Billiger wird es nicht, denn Lenovos Leichtgewicht gibt es gar nicht erst mit herkömmlicher Festplatte, sondern nur mit einer Solid State Disk. Das macht es mindestens 2500 $ teuer und beschränkt die Speicherkapazität des Notebooks auf 64 Gigabyte. Allerdings will Apple für die SSD-Variante mit ebenfalls 64 GB einen Air-Preis von 3098 $ (2868 Euro).
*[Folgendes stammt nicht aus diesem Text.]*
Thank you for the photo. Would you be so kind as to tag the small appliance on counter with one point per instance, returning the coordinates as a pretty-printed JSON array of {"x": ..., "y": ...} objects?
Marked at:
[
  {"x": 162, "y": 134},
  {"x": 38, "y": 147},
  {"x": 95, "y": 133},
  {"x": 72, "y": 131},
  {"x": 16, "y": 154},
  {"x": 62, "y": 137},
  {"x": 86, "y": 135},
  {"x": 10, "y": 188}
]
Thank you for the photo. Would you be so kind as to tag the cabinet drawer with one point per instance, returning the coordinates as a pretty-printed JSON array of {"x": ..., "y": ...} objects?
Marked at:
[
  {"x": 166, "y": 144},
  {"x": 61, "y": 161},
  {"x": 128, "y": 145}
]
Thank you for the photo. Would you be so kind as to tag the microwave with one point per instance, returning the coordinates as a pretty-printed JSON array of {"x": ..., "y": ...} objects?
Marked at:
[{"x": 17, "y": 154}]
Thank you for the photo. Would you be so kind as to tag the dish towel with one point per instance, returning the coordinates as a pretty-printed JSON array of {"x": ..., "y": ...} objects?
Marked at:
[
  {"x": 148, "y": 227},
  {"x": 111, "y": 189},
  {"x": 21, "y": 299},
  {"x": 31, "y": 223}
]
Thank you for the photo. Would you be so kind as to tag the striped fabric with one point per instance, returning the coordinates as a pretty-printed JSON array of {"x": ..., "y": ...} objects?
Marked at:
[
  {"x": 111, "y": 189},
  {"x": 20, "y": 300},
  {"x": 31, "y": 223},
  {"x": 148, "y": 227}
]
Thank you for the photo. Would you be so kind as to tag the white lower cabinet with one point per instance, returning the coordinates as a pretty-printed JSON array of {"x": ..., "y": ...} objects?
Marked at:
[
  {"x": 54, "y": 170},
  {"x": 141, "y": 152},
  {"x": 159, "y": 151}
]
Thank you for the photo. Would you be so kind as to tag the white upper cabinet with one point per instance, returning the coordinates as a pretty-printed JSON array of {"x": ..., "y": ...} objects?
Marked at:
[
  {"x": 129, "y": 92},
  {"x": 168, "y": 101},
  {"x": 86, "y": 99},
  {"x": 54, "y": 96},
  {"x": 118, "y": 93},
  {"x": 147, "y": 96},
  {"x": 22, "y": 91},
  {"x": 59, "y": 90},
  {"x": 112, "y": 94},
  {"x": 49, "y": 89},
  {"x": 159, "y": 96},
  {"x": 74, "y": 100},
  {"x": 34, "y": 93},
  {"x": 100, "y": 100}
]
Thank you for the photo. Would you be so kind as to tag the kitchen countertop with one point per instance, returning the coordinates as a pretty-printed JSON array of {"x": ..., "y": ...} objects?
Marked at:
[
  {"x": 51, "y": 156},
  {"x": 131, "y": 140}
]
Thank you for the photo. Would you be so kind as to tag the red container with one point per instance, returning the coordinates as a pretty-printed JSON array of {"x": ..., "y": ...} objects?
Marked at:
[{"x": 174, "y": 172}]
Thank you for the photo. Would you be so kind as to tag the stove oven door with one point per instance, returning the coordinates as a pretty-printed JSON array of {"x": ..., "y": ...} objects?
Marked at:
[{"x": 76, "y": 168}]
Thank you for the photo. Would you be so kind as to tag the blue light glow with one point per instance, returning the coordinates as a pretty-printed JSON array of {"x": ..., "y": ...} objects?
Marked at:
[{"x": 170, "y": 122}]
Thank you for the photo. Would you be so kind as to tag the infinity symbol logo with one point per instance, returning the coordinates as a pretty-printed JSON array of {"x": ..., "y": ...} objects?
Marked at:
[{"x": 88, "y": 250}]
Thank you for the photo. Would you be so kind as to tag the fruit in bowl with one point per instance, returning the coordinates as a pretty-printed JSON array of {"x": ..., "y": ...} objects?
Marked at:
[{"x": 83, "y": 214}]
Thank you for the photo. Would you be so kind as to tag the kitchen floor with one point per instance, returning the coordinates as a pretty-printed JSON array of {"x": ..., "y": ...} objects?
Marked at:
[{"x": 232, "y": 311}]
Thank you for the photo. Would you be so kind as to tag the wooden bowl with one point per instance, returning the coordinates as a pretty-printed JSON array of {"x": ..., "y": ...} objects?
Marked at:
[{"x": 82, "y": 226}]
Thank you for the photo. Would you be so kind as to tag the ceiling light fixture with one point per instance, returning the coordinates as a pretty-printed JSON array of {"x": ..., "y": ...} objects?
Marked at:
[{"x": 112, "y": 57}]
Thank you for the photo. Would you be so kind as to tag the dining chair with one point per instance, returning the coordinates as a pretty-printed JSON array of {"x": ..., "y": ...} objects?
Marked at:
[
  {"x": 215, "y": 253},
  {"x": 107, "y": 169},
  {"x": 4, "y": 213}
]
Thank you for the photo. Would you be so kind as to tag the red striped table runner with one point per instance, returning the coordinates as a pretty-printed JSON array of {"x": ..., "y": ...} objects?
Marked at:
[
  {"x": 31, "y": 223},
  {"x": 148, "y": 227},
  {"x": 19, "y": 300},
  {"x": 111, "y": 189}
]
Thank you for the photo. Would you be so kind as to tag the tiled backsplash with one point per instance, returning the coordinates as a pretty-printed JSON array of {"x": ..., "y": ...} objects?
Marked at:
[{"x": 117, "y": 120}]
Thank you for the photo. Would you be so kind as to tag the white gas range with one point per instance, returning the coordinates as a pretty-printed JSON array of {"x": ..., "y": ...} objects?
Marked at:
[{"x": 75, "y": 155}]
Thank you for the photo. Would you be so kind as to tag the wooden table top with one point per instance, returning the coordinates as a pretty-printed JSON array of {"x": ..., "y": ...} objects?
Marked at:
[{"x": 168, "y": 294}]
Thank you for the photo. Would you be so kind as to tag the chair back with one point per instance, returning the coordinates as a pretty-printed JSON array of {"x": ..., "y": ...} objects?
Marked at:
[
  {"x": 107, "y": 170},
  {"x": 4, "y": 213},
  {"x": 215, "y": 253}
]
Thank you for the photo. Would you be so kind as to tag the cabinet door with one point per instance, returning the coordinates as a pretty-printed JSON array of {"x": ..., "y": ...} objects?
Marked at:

Die weiteren Spezifikationen Lenovos hören sich im Vergleich deutlich besser an. Der von allen Herstellern hofierte Walt Mossberg vom Wall Street Journal durfte das X300 schon antesten und war ganz angetan.

Das Lenovo X300 hat wie das Luftbuch ein 13-Zoll-Display und eine mit 10 Fingern nutzbare Tastatur. Es hat aber auch, was Apple den Benutzern vorenthielt: internes DVD-Laufwerk, austauschbarer Akku, drei USB-Ports, Ethernet-Anschluss. Optional erhältlich sind ein integriertes Mobilfunkmodem und GPS. Mit weniger als 2,5 cm bleibt es dennoch angenehm schlank und mit 1,4 kg gut tragbar.